SuDiSEEP

Sustainable and digital supply chain transformations in emerging economies: The case of Pakistan (SuDiSEEP)

The simultaneous transformation of supply chain (SC) driven by sustainability demands and enabled by technology advancements poses multiple challenges for firms. The rise of different digital technologies is changing markets and SCs allowing new actors to emerge and challenging conventional processes. This intersection is increasingly explored in recent years, while affecting all sizes of companies as much as single entrepreneurs. It drives a multitude of research needs, which are only rarely explored in emerging economies so far. Pakistan offers an interesting, almost ideal empirical context for conducting related research.
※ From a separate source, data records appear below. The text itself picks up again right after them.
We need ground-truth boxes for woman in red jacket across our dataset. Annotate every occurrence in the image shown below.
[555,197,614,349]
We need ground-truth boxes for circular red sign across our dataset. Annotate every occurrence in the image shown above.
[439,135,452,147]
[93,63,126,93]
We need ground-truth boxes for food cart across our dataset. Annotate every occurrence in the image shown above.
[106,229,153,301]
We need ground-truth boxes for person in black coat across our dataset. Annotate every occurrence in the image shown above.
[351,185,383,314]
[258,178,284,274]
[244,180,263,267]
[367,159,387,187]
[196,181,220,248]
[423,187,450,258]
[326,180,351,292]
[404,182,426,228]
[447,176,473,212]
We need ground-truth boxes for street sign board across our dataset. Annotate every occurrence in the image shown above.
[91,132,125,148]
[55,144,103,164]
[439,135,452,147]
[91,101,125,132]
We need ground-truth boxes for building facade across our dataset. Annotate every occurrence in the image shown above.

It has a comparatively young population which has a high degree of affinity to technological change, while not yet being saturated.

There are different aspects of particular relevance, such as how technology is adopted, a topic where individual and corporate actions largely overlap. Building on the universal technology acceptance and use of technology model, which is frequently applied on an individual level, the research question arises, how technology adoption in manufacturing and/or service industry in Pakistan would take place and can be studied. This is linked to the social networks people and companies operate in, so this approach provides a second theoretical stream, as technological and sustainable transformation requires that several actors in a SC would interact and exchange information, money and materials or goods. A third related theoretical input will be taken from adaptive structuration theory.

These theoretical foundations will be combined with a range of different methods of empirical data collection and analysis. The range of data collection methods will comprise interviews with managers, in-depth case studies and survey data, which will then be analysed employing respective research instruments, such as transcription, content analysis, but also statistical techniques as appropriate for the set of data.